Tragedias recientes, incluida una avalancha fatal cerca del lago Tahoe que se cobró al menos ocho vidas, subrayan los peligros crecientes del esquí de travesía y el snowboard. Sumados a una cifra inusualmente alta de muertes en Europa este invierno (superando las 90 muertes, muchas de ellas entre esquiadores), los incidentes están provocando un nuevo escrutinio de la seguridad en terrenos fuera de pista.
El encanto del polvo sin seguimiento
El principal atractivo para los entusiastas del backcountry es claro: el acceso a nieve en polvo prístina e intacta y el aislamiento de los complejos turísticos abarrotados. A diferencia de las áreas de esquí gestionadas donde los riesgos de avalanchas se reducen sistemáticamente mediante medidas de control, el backcountry exige autosuficiencia y un profundo conocimiento de las condiciones de la nieve.
Esta temporada, sin embargo, los riesgos han resultado letales para un número desproporcionado de esquiadores.
Muertes por avalanchas: raras pero en aumento
Si bien las avalanchas siguen siendo estadísticamente poco comunes, las muertes han aumentado considerablemente. El invierno pasado, 22 personas murieron en avalanchas en todo Estados Unidos, y la mitad de esas muertes fueron esquiadores de travesía y practicantes de snowboard. Este invierno ya se han registrado 15 muertes por avalanchas en Estados Unidos, incluidas 12 entre quienes se aventuraron más allá de los límites de los centros turísticos.

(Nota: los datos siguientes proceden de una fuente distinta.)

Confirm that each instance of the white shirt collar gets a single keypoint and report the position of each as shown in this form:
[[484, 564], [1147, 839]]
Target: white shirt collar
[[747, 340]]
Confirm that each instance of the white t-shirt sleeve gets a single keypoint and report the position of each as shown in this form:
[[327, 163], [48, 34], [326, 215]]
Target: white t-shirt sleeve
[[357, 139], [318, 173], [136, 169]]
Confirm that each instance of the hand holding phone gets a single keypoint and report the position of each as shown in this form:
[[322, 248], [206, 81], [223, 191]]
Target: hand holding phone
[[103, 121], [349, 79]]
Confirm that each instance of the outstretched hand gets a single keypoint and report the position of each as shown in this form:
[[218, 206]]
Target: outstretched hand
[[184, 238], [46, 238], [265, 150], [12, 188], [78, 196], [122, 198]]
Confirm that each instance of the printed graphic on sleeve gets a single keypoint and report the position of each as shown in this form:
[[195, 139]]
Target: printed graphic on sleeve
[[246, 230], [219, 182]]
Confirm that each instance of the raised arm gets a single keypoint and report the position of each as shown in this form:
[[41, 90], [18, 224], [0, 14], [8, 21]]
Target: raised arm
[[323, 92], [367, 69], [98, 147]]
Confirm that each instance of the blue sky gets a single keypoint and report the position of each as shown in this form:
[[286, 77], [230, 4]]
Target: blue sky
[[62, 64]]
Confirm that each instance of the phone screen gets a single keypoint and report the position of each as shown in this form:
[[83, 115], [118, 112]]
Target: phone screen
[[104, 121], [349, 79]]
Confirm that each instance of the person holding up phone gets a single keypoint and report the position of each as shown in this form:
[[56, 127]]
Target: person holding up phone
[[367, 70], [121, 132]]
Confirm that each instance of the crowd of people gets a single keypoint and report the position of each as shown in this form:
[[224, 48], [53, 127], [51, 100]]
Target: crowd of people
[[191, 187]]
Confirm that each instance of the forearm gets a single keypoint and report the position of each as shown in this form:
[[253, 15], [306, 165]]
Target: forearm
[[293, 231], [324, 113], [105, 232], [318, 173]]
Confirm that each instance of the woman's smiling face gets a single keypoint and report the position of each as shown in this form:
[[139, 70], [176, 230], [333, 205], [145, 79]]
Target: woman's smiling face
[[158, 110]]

Las cifras pueden parecer pequeñas en comparación con la tasa de participación general: aproximadamente un millón de esquiadores ingresaron al campo solo el invierno pasado, según Snowsports Industries America (excluidos los practicantes de snowboard). Sin embargo, la tendencia es alarmante.
¿Por qué ahora? El papel del cambio climático
Los expertos sugieren que el cambio climático puede estar exacerbando el problema. Las temperaturas más cálidas provocan acumulaciones de nieve menos estables, lo que aumenta la probabilidad de avalanchas de placas. El persistente atractivo de la nieve profunda, que a menudo se encuentra en condiciones cada vez más inestables, continúa atrayendo a los esquiadores a terrenos peligrosos.
El aumento de la participación en zonas rurales, impulsado por las redes sociales y las campañas de marketing que promueven el “turismo de aventura”, agrava aún más los riesgos. Muchos nuevos esquiadores de travesía carecen de la formación, la experiencia o el equipo necesarios para navegar con seguridad en terrenos de avalanchas.
El reciente aumento de muertes sirve como un sombrío recordatorio de que el campo no es un patio de recreo. Exige respeto, preparación y una conciencia constante de las fuerzas mortales en juego. La tentación del polvo prístino debe sopesarse con las consecuencias muy reales de calcular mal los riesgos.
El creciente número de muertes por avalanchas resalta la necesidad crítica de una mejor educación, mejores herramientas de pronóstico y un mayor énfasis en la toma de decisiones responsable entre los esquiadores y practicantes de snowboard de travesía. Ignorar estos factores sólo garantizará que las tragedias de esta temporada se repitan en el futuro.